宮城県山元町産業観光課の菊地卓さん=1月13日、同町 「やっと応援できる立場になった」―。東日本大震災の津波で甚大な被害を受け、2024年3月に最後の一人が復興庁に復帰するまで、全国の自治体などから計約700人の応援派遣を受けた宮城県山元町には、大災害時に互いに助け合う精神が根付いている。同町産業観光課の菊地卓さん(46)もそれを強く思う一人。同年元日、能登半島地震が起きると、自ら志願して被災地の石川県穴水町に赴き、1年間、復旧・復興に携わった。

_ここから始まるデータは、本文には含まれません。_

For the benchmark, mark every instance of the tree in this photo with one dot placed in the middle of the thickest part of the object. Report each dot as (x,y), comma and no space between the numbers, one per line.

能登地震発生後ほどなく、山元町が現地に職員を応援派遣すると聞き、迷うことなく手を挙げた。大震災の時、火葬場が被災し、町は犠牲者を一時的に土葬せざるを得ないほど平時と異なる業務に追われ、「全国の自治体からの応援に助けられた」との強い思いがあったからだ。
妻には、派遣が決まれば応募すると伝えていた。長男は中学2年、長女は小学5年で、「少し手が離れていた」ことも背中を押した。
同年4月8日、単身、車で穴水町に入った。建物の倒壊や道路の損傷は激しかった。「やれることはやろう」と心に誓ったのを今も覚えている。被災家屋の公費解体業務に就き、他の自治体からの派遣職員と共に連日、申請の受け付けや書類審査、業者との調整に当たった。山元町からの派遣と知った被災者から「大震災は大変だったね」と声を掛けられることも少なくなかった。
同年夏、自らの発案で、穴水町の祭りに山元町のブースを出展した。同町の佐藤兵吉副町長らが訪れて地場産品などを販売し、売り上げを寄付した。「大震災の時も、応援の職員が派遣元自治体の特産品を販売し、山元の祭りを活気づけてくれた。それがとてもうれしかったから」と当時を振り返る。
菊地さんの献身的な働きぶりは、穴水町で高く評価された。当時の様子を知る同町環境安全課の浜中誠課長補佐(48)は「気概があり、仕事に向き合う姿勢は天下一品。住民からも信頼されていた」と語る。
穴水町を第二の故郷のように感じるという菊地さんは「いまも復興状況が気になって、ニュースを見てしまう」と話す。当時、青森県や鹿児島県などからの派遣職員と一緒に穴水町のために働いた記憶が色あせることはない。「助け合いはいいですよね」。被災地が歩んできた15年間が詰まった言葉だ。